Initially, by means of the pressure relief valve 16, the high pressure in 
the working chamber 2 is decreased to an intermediate pressure is 
determined by the inner resistance of the pressure relief valve 16. The 
removal or venting of the remaining pressure via the 2/2 poppet valve 7 
can be carried out quickly, in as much as a relief shock is not expected 
in the lower pressure range. 
Therefore, in contrast to the prior art the first throttle 10, which 
determines the opening speed of the closing member 20 of the 2/2 poppet 
valve 7 can be of relatively large design or can be deleted altogether, 
thus correspondingly increasing the speed of the opening operation of the 
2/2 poppet valve 7. It is thereby possible to limit to a small period of 
time the total time required for the relief of the working chamber 2. 
Instead of connecting the outlet 17 of the pressure relief valve 16 via the 
control conduit 18 to the control conduit 12 and thus to the pilot valve 
8, it is also possible to connect the control conduit 18 via a separate 
2/2 control (poppet) valve to the tank.

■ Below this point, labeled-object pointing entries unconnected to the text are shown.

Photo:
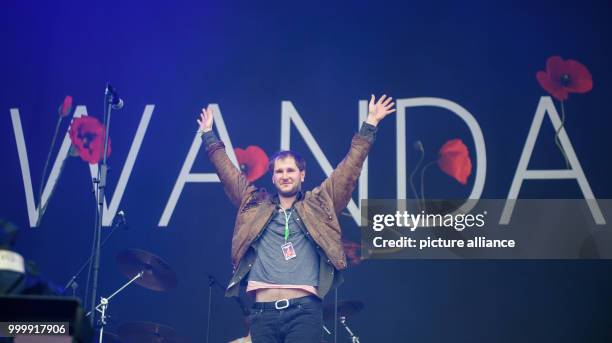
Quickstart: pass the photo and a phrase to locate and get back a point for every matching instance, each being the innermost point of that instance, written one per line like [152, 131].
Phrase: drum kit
[149, 271]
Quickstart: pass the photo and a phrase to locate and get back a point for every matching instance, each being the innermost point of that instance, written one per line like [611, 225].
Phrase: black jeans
[300, 322]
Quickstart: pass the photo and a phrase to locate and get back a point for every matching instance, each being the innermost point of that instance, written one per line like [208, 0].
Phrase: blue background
[248, 58]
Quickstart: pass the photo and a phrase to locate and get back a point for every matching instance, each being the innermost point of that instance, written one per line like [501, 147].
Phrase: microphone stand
[100, 186]
[72, 282]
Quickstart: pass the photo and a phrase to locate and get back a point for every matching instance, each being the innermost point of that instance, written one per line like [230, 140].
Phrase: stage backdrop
[297, 76]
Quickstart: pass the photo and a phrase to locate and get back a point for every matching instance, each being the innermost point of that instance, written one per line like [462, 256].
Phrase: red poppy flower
[66, 106]
[455, 161]
[87, 136]
[253, 162]
[351, 251]
[564, 77]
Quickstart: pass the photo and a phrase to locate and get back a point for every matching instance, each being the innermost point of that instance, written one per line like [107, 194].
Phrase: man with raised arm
[287, 246]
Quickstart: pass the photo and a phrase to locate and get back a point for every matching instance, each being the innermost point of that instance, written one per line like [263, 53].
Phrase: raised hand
[379, 109]
[206, 120]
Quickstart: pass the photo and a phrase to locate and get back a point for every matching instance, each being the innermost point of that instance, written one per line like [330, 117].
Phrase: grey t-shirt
[270, 265]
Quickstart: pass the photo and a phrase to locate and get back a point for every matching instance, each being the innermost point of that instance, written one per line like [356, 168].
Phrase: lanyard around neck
[287, 217]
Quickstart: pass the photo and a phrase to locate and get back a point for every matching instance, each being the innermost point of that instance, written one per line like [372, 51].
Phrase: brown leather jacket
[318, 208]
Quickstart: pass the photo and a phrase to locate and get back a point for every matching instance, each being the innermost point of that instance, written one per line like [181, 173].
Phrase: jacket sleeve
[341, 183]
[234, 182]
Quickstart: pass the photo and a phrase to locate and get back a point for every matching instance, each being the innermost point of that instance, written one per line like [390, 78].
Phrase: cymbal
[157, 274]
[346, 308]
[147, 332]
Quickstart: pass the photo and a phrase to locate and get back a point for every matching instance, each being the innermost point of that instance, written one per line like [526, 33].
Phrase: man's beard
[291, 192]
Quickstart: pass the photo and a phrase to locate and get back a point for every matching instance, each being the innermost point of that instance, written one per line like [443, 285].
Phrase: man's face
[287, 177]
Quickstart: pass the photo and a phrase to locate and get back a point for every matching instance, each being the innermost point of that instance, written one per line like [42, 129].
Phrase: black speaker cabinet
[46, 309]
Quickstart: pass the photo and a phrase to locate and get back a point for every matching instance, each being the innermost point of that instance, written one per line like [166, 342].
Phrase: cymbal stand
[354, 339]
[104, 303]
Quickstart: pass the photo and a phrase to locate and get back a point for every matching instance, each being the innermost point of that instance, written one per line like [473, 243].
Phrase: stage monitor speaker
[46, 309]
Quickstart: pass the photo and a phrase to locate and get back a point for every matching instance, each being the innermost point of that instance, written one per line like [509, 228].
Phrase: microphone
[120, 221]
[418, 146]
[66, 106]
[115, 101]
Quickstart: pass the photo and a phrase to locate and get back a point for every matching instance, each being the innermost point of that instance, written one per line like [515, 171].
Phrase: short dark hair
[299, 161]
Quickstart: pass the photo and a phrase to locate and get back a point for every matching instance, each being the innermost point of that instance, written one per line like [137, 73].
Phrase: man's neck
[286, 202]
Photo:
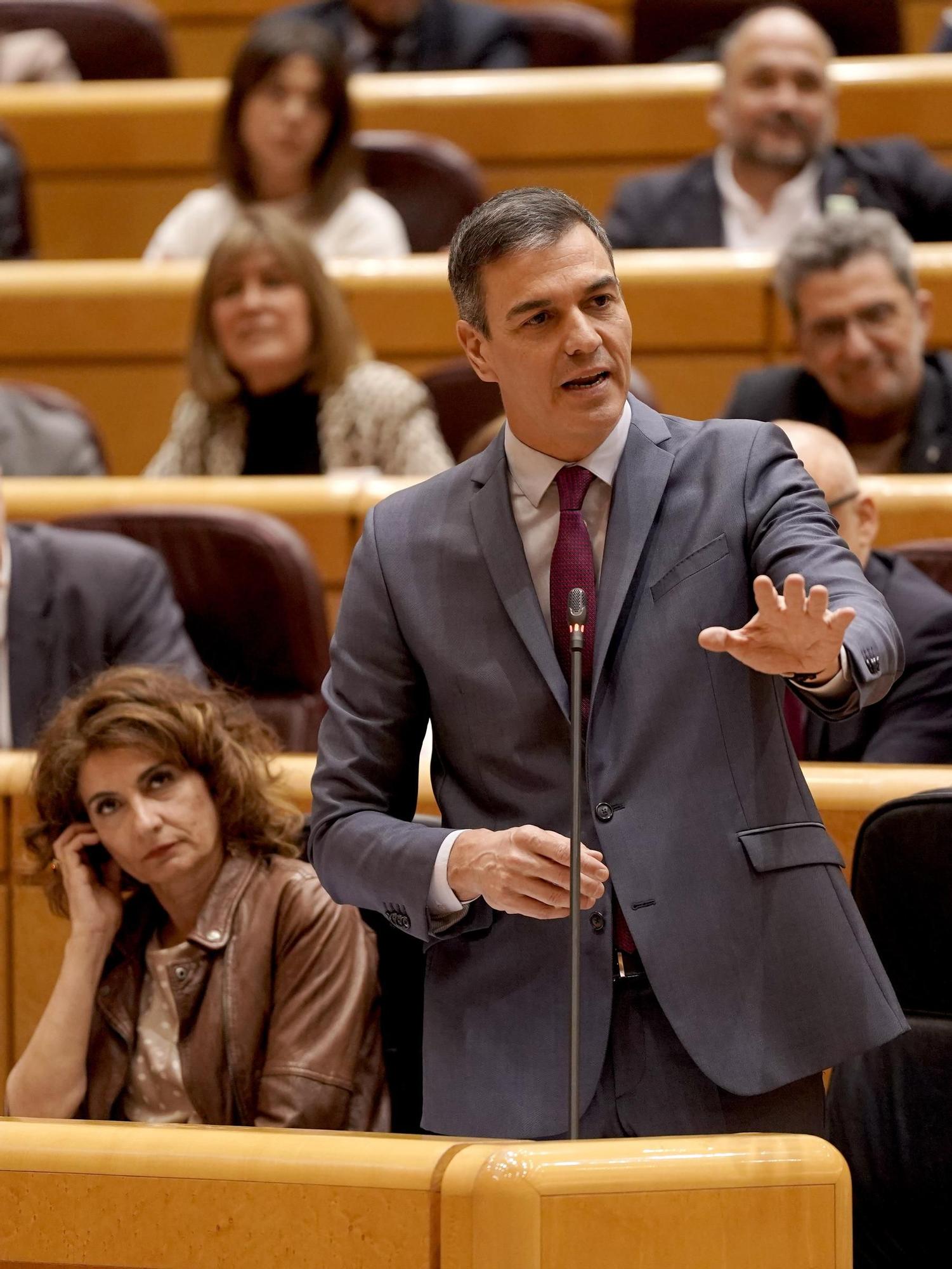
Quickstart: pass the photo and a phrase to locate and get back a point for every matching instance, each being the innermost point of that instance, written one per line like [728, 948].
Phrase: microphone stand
[578, 612]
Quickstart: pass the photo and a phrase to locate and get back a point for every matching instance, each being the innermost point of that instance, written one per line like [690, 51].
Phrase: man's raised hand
[788, 634]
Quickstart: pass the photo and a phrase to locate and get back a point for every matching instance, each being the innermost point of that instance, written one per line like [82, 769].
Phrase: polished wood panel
[211, 1199]
[93, 149]
[741, 1202]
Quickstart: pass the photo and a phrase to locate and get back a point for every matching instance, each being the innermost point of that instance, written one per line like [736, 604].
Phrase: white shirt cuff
[442, 900]
[838, 686]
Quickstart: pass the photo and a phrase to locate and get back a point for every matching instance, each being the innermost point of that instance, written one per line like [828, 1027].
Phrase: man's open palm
[790, 634]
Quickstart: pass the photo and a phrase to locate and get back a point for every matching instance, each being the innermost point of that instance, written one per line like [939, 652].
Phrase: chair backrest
[571, 35]
[903, 888]
[431, 182]
[107, 39]
[253, 603]
[665, 29]
[933, 556]
[16, 238]
[464, 402]
[53, 399]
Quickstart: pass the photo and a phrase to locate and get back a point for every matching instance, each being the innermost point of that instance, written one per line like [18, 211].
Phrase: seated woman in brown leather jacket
[207, 976]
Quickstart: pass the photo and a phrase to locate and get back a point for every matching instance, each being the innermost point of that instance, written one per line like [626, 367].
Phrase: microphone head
[578, 607]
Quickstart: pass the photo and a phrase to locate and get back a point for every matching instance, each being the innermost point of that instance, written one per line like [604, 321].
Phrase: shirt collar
[533, 471]
[802, 187]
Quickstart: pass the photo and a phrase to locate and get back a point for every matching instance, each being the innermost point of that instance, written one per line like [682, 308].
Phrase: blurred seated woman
[281, 384]
[207, 976]
[286, 140]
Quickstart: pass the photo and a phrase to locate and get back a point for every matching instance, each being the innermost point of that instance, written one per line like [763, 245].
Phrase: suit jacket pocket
[689, 565]
[790, 846]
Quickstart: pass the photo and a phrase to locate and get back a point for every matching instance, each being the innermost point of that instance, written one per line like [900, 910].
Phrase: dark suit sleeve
[15, 234]
[627, 219]
[914, 723]
[147, 625]
[365, 786]
[925, 190]
[790, 530]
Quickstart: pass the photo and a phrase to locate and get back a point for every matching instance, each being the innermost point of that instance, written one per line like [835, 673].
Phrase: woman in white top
[286, 141]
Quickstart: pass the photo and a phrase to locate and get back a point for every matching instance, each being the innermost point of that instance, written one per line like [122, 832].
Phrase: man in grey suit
[750, 970]
[73, 603]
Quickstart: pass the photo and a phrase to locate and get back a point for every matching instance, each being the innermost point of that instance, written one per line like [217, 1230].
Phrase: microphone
[578, 611]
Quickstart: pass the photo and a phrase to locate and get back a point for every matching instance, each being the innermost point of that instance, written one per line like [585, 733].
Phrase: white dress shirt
[747, 227]
[6, 716]
[535, 498]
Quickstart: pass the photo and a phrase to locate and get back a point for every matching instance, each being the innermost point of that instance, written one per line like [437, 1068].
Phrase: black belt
[629, 969]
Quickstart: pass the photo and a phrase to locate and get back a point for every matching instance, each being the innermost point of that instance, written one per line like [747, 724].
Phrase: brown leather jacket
[277, 1001]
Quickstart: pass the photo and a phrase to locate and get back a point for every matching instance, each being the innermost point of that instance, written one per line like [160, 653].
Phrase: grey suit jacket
[40, 441]
[81, 602]
[733, 889]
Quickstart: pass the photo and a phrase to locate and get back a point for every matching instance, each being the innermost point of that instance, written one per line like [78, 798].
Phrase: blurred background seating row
[115, 333]
[91, 148]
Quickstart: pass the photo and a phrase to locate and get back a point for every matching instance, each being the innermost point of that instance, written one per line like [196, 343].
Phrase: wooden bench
[740, 1202]
[114, 333]
[329, 511]
[162, 1197]
[108, 162]
[32, 938]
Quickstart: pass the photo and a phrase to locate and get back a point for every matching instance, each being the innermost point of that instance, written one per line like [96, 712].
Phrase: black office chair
[689, 30]
[431, 182]
[107, 39]
[890, 1110]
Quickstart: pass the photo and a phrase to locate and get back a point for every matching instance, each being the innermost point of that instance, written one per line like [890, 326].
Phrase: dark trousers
[650, 1087]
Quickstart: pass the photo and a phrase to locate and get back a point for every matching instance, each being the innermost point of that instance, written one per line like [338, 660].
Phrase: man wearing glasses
[861, 325]
[914, 723]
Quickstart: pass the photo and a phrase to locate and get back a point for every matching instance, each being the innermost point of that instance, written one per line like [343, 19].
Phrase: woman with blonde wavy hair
[207, 976]
[281, 383]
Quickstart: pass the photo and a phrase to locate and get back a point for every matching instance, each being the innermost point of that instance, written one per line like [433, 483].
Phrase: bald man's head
[831, 468]
[776, 107]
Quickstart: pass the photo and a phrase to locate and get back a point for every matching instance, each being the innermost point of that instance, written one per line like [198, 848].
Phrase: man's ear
[924, 304]
[476, 347]
[715, 111]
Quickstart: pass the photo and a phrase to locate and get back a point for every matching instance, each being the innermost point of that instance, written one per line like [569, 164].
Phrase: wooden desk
[107, 162]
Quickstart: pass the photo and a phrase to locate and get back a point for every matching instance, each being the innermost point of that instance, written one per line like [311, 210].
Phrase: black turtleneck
[282, 433]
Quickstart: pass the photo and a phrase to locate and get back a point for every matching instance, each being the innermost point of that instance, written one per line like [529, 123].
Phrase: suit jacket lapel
[639, 485]
[503, 551]
[27, 631]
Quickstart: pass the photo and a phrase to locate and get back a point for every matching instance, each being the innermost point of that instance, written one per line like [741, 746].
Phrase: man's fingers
[793, 592]
[766, 595]
[816, 601]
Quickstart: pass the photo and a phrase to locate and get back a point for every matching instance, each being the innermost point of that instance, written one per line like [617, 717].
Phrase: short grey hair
[837, 239]
[518, 220]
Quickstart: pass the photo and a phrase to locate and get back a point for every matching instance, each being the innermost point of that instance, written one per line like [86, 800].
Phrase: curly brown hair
[207, 730]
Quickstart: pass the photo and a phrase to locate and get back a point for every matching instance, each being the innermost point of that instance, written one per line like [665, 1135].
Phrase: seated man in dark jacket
[421, 35]
[861, 325]
[45, 438]
[777, 166]
[73, 603]
[914, 723]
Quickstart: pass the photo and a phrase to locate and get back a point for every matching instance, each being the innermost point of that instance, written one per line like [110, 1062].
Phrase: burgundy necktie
[574, 565]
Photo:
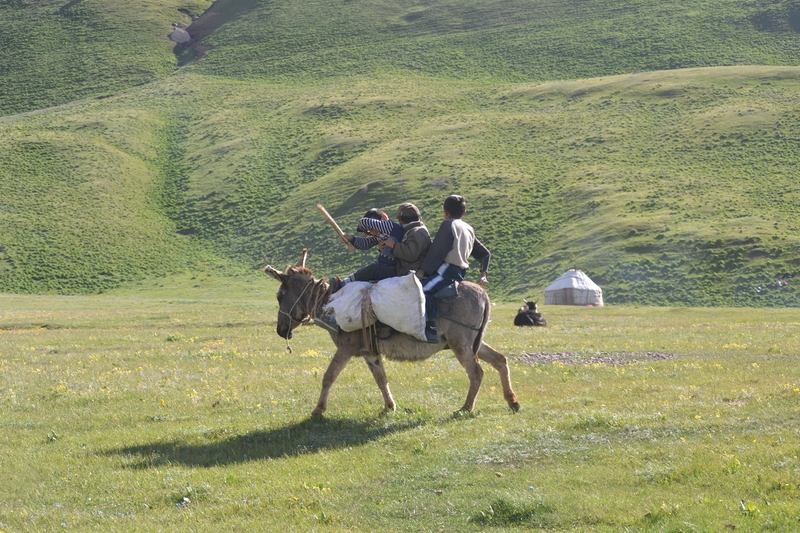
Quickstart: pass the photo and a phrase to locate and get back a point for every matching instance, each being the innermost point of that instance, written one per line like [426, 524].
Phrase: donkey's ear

In this case a matching or tuning 
operation between the additional 2/2 poppet valve and the pilot valve 
would have to be carried out in such a manner that initially said 
additional poppet valve is switched into its open or passing position for 
removing the working fluid via the pressure relief valve, and, thereupon, 
the pilot valve 8 for the 2/2 poppet valve (logic valve) 7 is switched 
into its open or passing position. 
The relief apparatus of the invention is preferably formed by three plate 
structures I, II, and III. Plate structure I is adapted to receive the 
logic valve 7, plate structure II is adapted to receive the pressure 
relieve valve together with the two throttles 14 and 11, and the plate 
structure III is adapted to receive the pilot valve 8. 
The throttle cross-section of the second additional throttle 14 is smaller 
than the flow cross-section of the first additional throttle 11. This 
assures that a sufficient pressure build-up occurs in the conduit 12 when 
the pressure relief valve 16 is in its open position so as to maintain the 
closing body 20 in its closing position. It is also assured that in the 
closed position of the pilot valve 8 control liquid for closing the 
closing body 20 can be supplied from the user and from the pump, 
respectively, via the throttle 14. It is possible not to use the throttle 
10 if the second phase of relief is to occur very fast.